During the process of recovery or practicing self-love, it’s critical to keep in mind that it is just that: a process. Recovery is messy. Recovery is hard. Recovery is different for everyone and is not something that can be easily measured. One day in recovery or one day where we feel ourselves returning to past habits or dated mindsets does not determine the progress we have made as people and how much we have put into selfcare. “It’s not a linear process of recovery. It’s hard. Going through that is hard. You’re still going through it,” said Harshman. “Taking that time to take a step back from everything and realizing that some days are going to be really hard. Even doing the simplest things like brushing your teeth, getting out of bed, or putting on deodorant, those things feel like a chore sometimes. It’s okay to feel that way.”

In times like this, it’s easy to riddle ourselves with guilt. There is no shame in having a difficult day, nor is there shame in having a day where you are your first and only priority. UO student Peri Krolczyk emphasized the importance of mindsets during these times where we feel guilt or opposition towards self-love. “Start by altering your thought processes when you think of yourself. Whenever you think something negative about yourself, force yourself to say three positive things,” she said. “Self-love is something I always put at the top of my list. I start off my day by saying my affirmations and I end my day by saying gratitude for myself and all the things I have accomplished. I practice it every day.” For someone who might be just starting in practicing affirmations or self-love routines, a good start could even be writing an affirmation on the mirror to look at each day.

One of the most valuable things I have come to learn and accept is that there is no universal measure of pain or hardship. There are shared experiences and there is empathy, but there is no right or wrong when it comes to how we feel. In times where I have neglected myself or turned away from self-compassion because I felt that others have it worse, or that it is different when it is me, or that nobody cares; I have been wrong.

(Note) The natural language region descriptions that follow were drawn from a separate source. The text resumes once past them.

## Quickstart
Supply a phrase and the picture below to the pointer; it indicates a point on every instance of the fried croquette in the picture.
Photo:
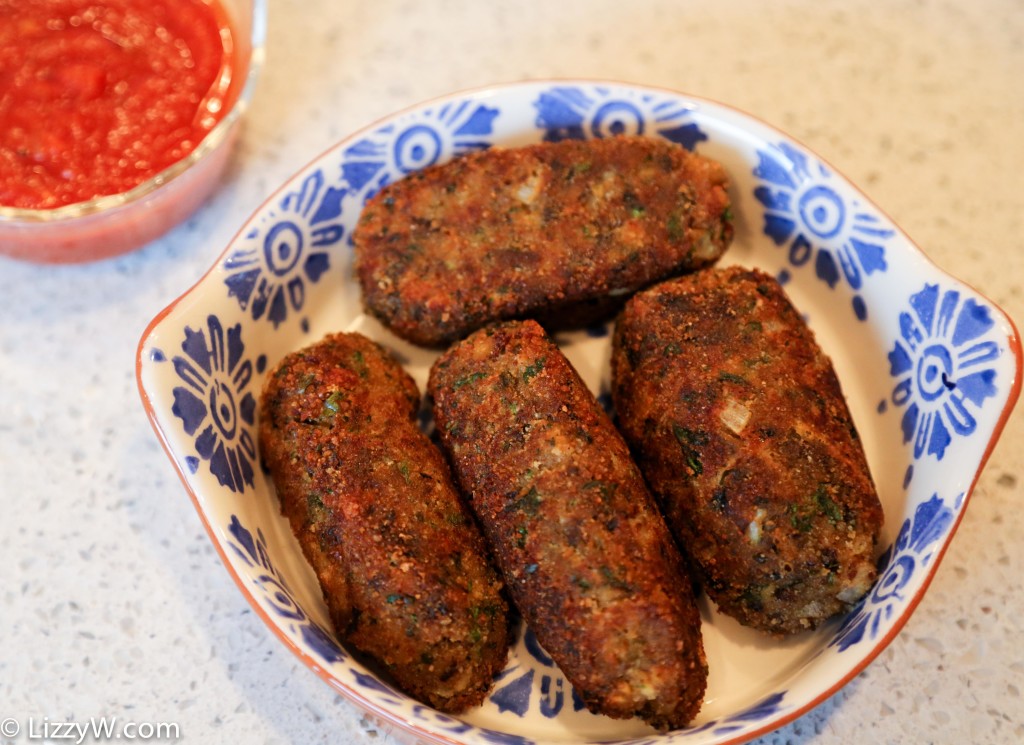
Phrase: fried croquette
(561, 231)
(403, 569)
(586, 555)
(737, 421)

Being there for others has always been my priority, but it is also the culprit behind finding an excuse to ignore my own needs. Learning to balance and prioritize my own needs with the needs of others has been a lifelong struggle. During this process, I have found a new relationship of self-love and forgiveness and without that, I would not be the person I am today. With that, I encourage everyone to find that time in their lives to do those little actions of love which ultimately accumulate to a new appreciation and level of care. After all, as Harshman said, “it’s the little things that make the world go round.”

Over the years, I have taught myself that putting myself first is selfish when really, it is the only way I will be able to be there for others.